While I'm not sure that making the change either right before the baby comes or right after (when I'm also going to be trying to make the switch from disposable to cloth diapers), it's going to be the first time we can get a relatively clear picture of what my hormones look like (because I won't be pregnant). A clear picture is something I feel like I need in order to really move forward. Just so's I'm being clear.
Keeping the Friday regulations is presenting its own set of woes. Between my Hashimoto's, the friday regulations, and needing to be sensitive to our friends' diabetes, Friday is becoming a weekly Kobayashi Maru. (Even Kirk only took it twice before he reprogrammed the test!)But the real kicker came Saturday night. Did you know that an ordinary communion host contains kind of a lot of gluten? Up to 50 mg. Enough to be "definitely not safe for Celiacs", and therefore unlikely to be safe for me. I probably should have thought to check, but I never did until I was whacked in the face. Apparently, the CDF has already weighed in on of gluten-free hosts and completely shut down discussion of the idea, leaving me with the unwelcome notion of only receiving under one species.
And then there's the fact that next Saturday is my birthday. And I'm preparing for what is probably going to be my last-time-ever trip to Louie's (my favorite restaurant - a greasy spoon) for my once-a-year favorite birthday meal: chicken-fried steak & eggs, with delicious sausage gravy and toast (probably with loads of real butter). Next year, I'll probably have long since figured out how to make sausage gravy and found acceptable toast and butter substitutes, but I'll probably need to learn how to make chicken fried steak.
There are a lot of reasons why receiving the precious blood alone doesn't feel "good enough," and I don't really feel up to getting into all of them right now.

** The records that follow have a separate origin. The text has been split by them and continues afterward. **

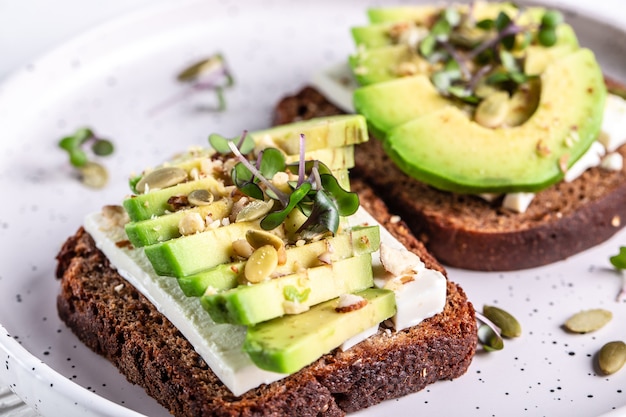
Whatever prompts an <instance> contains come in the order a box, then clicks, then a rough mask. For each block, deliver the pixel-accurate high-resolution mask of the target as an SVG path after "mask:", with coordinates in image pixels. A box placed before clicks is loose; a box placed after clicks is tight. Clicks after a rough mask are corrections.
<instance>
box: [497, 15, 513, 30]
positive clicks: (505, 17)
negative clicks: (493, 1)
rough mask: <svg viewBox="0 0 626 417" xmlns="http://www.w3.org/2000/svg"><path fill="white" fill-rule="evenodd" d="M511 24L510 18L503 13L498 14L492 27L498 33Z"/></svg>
mask: <svg viewBox="0 0 626 417" xmlns="http://www.w3.org/2000/svg"><path fill="white" fill-rule="evenodd" d="M510 24H511V18H510V17H509V15H508V14H506V13H504V12H500V13H498V16H497V17H496V20H495V22H494V27H495V29H496V30H497V31H498V32H502V31H503V30H504V29H505V28H506V27H507V26H509V25H510Z"/></svg>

In spite of being very tired, I couldn't fall asleep, and I couldn't seem to get my brain close enough to "in neutral" to be able to fall asleep, so I was up late, binge watching Netflix until I nodded off. I just didn't want to think about it.
I recognize that this is something I need to do for my health, and I believe that making the change will be a good spiritual discipline, but actually making the change is hard. Really, really hard.
I'm having a very hard time really convincing myself that I'm not functionally going to be a second-class Catholic for the foreseeable future. That food is not going to be uninteresting, inconvenient, and outrageously expensive for the rest of my life.
So... this is prayer request. I'm not sure if I need a little more discernment, discretion, courage, discipline, trust, or something else entirely... but whatever it is I need... I really need it.